BOSTON/Downtown Crossing - Over 50 people from the Service Employees International Union and allied organizations held a picket at 2 downtown Burger King locations Thursday. The event was the latest in a series of "Enemies of Change" protests organized nationwide by SEIU in an attempt to stop major corporations from lobbying against the Employee Free Choice Act - which is up for a vote in Congress later this year.
If passed the EFCA will allow Americans the right to form unions if they turn in signed union cards to the National Labor Relations Board for a majority of workers in their workplace - bypassing the traditional union election system that unions say is very easy for employers to short circuit through means foul and fair. Once recognized, the new unions will still have to negotiate contracts with their employers and get them enforced.
The union chose Burger King as a protest target because it's a low-wage employer with large numbers of workers that spent $319,000 between 2006 and 2008 to fight passage of the EFCA. In addition, it is owned by Goldman Sachs - the financial giant which recently received economic bailout money from the U.S. government. The union believes the bailout money should have gone to working Americans, and not to one of the institutions they blame for the economic crisis.
SEIU regional director Harris Grumman explained, "This is another one of our series of "Enemies of Change" actions to focus attention on who's fighting the change people voted for back on November 4th.

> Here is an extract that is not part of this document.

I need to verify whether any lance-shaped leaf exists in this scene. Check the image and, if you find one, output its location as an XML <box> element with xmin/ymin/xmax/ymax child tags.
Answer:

We're really working hard for the Employee Free Choice Act; so that people have the right to organize at their workplace to have better wages and benefits. And there's no worse case than Burger King - which is also partly owned by Goldman Sachs, and Goldman Sachs is one of the big bailout recipients. They got 10 billion in taxpayer money and they gave 6 and a half billion of that as bonuses to their CEO and executives.
"That amount of money, that 6 and a half billion, would have given every Burger King worker in the country an $18,000 bonus this year," Grumman continued. "Which is more than twice as much as they earn in a year. So we're just saying you're using this money to give yourself bonuses, you're using this money to fight the Employee Free Choice Act, you're fighting the rights of your workers to have better wages and benefits, and you're using the taxpayer money to make your profits. It's wrong wrong wrong all down the line. We're shining a light on that, and we want to make sure that this new administration and new Congress take action on it."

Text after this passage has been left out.